If you are concerned with your running weight, it is recommended you measure your body fat rather than rely on a scale or height and weight charts. Measuring your body fat will give you more beneficial information and help you determine what proportion of your body is lean muscle mass and excess fat. Using the scale will give you a meaningless number, as it does not differentiate, or tell you the percentage between muscle weight and fat weight. For runners, excess fat weight is a concern, as it can slow you down and places more pressure on your joints as you run. Having a greater muscle weight contributes to higher athletic performance in most sports.
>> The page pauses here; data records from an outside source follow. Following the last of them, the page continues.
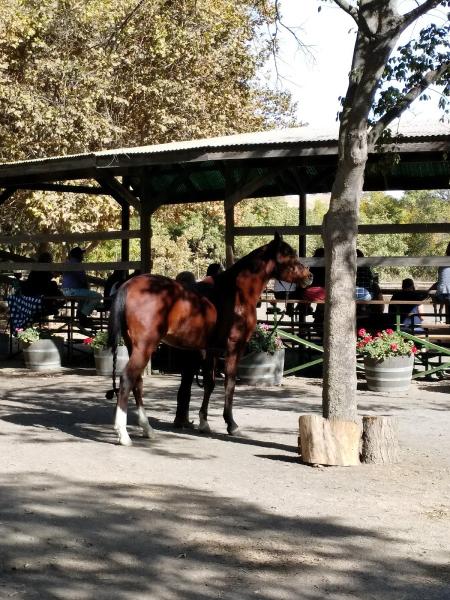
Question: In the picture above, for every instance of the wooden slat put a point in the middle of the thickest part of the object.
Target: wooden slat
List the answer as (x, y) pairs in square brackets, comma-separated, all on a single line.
[(387, 261), (25, 238), (362, 229), (64, 267)]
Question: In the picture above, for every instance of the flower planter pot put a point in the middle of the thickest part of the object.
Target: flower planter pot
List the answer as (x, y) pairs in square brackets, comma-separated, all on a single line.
[(390, 374), (260, 368), (104, 360), (43, 355)]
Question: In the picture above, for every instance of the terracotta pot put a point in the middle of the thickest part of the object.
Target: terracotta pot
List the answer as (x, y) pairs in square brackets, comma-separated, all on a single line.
[(43, 355), (391, 374), (104, 360), (261, 368)]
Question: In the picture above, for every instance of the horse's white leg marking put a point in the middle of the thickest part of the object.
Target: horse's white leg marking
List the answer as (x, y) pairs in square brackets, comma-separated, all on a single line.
[(120, 425), (148, 430), (204, 425)]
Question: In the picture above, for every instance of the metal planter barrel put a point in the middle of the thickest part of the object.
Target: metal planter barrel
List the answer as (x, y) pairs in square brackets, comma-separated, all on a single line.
[(388, 375), (261, 368), (104, 360), (43, 355)]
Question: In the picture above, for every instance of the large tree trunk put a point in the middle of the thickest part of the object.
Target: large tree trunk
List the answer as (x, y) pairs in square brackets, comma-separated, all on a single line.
[(340, 228), (339, 233)]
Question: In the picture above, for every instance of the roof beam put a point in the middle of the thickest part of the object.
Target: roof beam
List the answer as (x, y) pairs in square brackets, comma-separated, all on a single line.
[(6, 194), (389, 228), (60, 187), (244, 190), (118, 191)]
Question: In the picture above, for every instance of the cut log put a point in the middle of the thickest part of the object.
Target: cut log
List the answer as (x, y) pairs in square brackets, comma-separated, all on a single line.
[(379, 440), (329, 441)]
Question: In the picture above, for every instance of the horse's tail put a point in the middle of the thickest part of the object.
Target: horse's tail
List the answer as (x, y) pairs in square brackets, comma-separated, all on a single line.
[(116, 329)]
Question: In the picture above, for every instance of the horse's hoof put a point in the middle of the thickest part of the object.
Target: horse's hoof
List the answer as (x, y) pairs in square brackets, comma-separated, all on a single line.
[(125, 440), (204, 427), (233, 430), (185, 424), (149, 434)]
While there is no simple and inexpensive way that is 100 percent accurate, the most common methods used to measure body fat include underwater weighing, air displacement and skinfold calipers.
Rather than trying to reach an ideal running weight that may not be ideal for you at all, listen to your body. Each individual has a set point at where her weight generally hovers. Athletes in particular are very in tune with their bodies and can start to feel when they are not in their comfortable weight zone. Your body will let you know in various ways such as by hunger pangs, extreme fatigue or niggling joint pains. Happiness, health and success as a runner does not come from an ideal body weight. It comes from leading a healthy lifestyle that will ensure you are able to train, perform and remain injury free for the long term.